How to Beat the Jury

by Wendy Rosen

There was a time when only the best shows were juried shows. When the jury was the ultimate arbitrator between what is good and bad. This is no longer true.


Man Peering through Magnifying Glass - Isolated


Today, few shows hire jurors and most selection processes are behind closed doors without benefit of peer review. And that’s not all bad. While some juried competitions still have integrity, most are not as fair and equitable as they once were. Like with any system or procedure, eventually people game the system.

How does this happen? As far back as thirty years ago, artists were submitting multiple applications under different names – one from the wife, one from the husband, using maiden name, misspelled names, etc. using different slides and bodies of work to increase their chances.

Others decided to do it by finding out who the jurors were in advance, calling  up and asking, coyly, to “wink wink” review their slides before applying to an important show, thereby making the images no longer anonymous.

Then there are the number of people who make work similar to other people.
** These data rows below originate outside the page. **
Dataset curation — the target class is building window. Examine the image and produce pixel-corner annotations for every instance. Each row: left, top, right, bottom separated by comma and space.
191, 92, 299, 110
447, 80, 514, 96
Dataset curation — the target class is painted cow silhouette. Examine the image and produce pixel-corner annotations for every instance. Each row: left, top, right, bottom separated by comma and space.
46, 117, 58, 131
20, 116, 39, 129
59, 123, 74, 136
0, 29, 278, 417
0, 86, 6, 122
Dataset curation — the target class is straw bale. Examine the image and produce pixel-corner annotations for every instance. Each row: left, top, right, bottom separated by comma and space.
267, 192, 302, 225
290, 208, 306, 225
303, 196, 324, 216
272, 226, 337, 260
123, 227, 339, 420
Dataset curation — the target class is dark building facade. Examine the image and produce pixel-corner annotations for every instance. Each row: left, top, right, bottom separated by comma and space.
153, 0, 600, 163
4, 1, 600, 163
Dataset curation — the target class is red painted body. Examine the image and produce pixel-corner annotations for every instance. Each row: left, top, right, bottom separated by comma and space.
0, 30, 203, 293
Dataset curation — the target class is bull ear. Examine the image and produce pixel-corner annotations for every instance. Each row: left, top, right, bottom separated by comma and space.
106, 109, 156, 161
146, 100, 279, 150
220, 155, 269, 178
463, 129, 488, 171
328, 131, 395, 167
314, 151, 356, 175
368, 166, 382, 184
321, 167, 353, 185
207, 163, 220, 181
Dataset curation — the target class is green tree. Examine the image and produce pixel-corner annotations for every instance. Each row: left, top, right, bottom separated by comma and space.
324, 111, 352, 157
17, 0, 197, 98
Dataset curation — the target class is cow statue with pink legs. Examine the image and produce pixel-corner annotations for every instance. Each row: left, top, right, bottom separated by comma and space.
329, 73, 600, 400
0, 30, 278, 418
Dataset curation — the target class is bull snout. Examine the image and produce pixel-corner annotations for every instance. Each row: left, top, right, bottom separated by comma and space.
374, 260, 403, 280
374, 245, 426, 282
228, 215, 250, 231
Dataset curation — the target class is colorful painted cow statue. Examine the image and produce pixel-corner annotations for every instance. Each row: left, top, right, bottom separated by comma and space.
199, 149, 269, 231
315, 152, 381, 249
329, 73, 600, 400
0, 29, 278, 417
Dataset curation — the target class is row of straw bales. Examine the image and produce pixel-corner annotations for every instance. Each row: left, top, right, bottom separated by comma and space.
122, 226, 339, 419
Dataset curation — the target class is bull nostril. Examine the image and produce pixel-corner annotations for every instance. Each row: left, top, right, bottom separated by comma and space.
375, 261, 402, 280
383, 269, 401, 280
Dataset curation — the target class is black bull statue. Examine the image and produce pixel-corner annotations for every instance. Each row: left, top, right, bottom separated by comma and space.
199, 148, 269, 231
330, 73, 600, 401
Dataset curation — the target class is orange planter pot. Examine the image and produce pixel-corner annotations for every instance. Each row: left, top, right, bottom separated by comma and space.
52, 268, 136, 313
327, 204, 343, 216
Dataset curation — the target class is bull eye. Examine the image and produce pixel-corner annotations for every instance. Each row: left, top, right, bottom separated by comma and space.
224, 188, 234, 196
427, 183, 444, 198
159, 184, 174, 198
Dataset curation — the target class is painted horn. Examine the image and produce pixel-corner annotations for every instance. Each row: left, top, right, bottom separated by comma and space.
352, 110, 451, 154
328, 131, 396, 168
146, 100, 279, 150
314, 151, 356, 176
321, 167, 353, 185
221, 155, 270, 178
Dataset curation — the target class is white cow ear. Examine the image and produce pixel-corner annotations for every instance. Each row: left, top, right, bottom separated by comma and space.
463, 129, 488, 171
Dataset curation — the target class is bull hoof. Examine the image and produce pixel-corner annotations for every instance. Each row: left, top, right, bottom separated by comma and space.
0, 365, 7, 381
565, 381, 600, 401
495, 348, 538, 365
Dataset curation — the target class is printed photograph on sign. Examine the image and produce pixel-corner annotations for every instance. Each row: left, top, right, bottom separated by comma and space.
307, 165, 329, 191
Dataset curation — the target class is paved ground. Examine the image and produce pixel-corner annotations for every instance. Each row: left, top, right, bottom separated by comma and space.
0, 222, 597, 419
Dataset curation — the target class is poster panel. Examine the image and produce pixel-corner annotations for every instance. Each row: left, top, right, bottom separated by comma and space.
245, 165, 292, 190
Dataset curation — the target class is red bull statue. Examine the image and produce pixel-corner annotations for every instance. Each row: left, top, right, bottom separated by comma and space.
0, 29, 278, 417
Jurors never know whether they are looking at the original or a clever copy.

Some submit slides, but never bring the work to the show that fits their images. Some shows are too big to notice.

Finally, there is the more recent adaptation, the digital “embellishment” of images which misrepresent the actual work – making even the worst look much better.

Better selection processes now in place provide background information on the artist, their sources, who they know, what shows they do so that you can get a more well rounded understanding of exactly who they are. This makes the system no longer anonymous, but more transparent. And in my opinion, that’s an improvement.